Negro Year Book. An Annual Encyclopedia of the Negro, 1918-1919.
Fifth annual Negro Year Book of encyclopedic and statistical reports compiled by African-American sociologist Monroe N. Work (1866–1945).
A participant in the Niagara Movement of militant Black civil rights advocacy and an ally of W.E.B. Du Bois, Work, nevertheless, accepted the position as Director of the Department of Records and Research at Tuskegee Normal and Industrial Institute (HBCU), a school headed by Du Bois’ some-time opponent and rival, Booker T. Washington.

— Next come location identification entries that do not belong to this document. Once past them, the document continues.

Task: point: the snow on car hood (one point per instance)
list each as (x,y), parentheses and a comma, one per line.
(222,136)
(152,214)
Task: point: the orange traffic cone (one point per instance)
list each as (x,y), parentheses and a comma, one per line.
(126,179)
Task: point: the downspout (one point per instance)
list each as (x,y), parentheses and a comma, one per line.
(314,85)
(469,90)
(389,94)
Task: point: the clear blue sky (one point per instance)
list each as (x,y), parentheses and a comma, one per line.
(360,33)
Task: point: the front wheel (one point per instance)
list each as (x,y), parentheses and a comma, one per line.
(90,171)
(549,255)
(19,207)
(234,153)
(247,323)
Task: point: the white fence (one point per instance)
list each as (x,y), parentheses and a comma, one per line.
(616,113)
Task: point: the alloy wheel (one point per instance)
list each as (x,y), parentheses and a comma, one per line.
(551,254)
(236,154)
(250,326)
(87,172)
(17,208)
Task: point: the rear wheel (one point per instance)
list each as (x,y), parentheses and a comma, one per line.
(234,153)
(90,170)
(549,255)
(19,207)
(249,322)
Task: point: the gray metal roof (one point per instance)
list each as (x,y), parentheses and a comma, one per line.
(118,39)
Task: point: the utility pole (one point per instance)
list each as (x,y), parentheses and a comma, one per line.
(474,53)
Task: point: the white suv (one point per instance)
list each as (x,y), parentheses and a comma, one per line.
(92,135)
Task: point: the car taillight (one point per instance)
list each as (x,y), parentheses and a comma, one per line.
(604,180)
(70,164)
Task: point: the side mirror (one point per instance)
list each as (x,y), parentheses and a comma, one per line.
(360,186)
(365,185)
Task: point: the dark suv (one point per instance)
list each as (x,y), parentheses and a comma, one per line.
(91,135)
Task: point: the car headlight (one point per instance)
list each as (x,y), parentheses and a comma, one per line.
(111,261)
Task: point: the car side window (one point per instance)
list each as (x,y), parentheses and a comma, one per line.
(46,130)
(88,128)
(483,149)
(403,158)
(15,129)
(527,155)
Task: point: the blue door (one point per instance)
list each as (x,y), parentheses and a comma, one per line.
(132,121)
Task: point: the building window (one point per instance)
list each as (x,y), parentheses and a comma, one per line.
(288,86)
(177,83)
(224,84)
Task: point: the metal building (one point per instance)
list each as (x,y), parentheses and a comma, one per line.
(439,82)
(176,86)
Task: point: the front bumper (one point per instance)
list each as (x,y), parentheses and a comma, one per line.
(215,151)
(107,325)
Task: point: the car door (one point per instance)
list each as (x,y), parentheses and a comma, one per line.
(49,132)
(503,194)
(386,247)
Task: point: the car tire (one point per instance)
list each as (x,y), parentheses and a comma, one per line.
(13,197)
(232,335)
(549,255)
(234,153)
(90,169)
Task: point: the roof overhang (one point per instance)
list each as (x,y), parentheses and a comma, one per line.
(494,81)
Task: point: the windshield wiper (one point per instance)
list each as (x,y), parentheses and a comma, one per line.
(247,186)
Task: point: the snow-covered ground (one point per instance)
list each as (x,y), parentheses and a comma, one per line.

“In 1908 [Work] began compiling a day-to-day record of the African-American experience. His sources included newspaper clippings, pamphlets, reports, and replies to his own letters of inquiry. All were organized by category and date, providing the data for the Negro Yearbook and the Tuskegee Lynching Report, both of which began in 1912. Each year he distributed the Tuskegee Lynching Report to southern newspapers and leaders to publicize the extent and injustice of lynch law. Under his editorship, nine editions of the Negro Yearbook provided information on discrimination and black progress to educators, researchers, and newspaper editorialists. In 1928 Work supplied another valuable research tool with the publication of A Bibliography of the Negro in Africa and America. It was the first extensive, classified bibliography of its kind.” (ANB)
Work’s present 1918–1919, First World War-era yearbook includes a section on the “The Negro in Literature in 1917–1918” and over 20 pages of bibliographies. Other topics discussed include “The Negro’s Economic Progress,” “Liberty Loans and War Work Activities,” “The Problems Connected with the Use of the Negro as a Soldier in the World War,” “Race Riots,” and “Lynchings.”
Description: Negro Year Book. An Annual Encyclopedia of the Negro, 1918-1919.
Tuskegee Institute, Alabama: The Negro Year Book Book Publishing Company, 1919. viii, 523 pages. Bound in publisher’s original cloth. A lovely copy in near fine condition.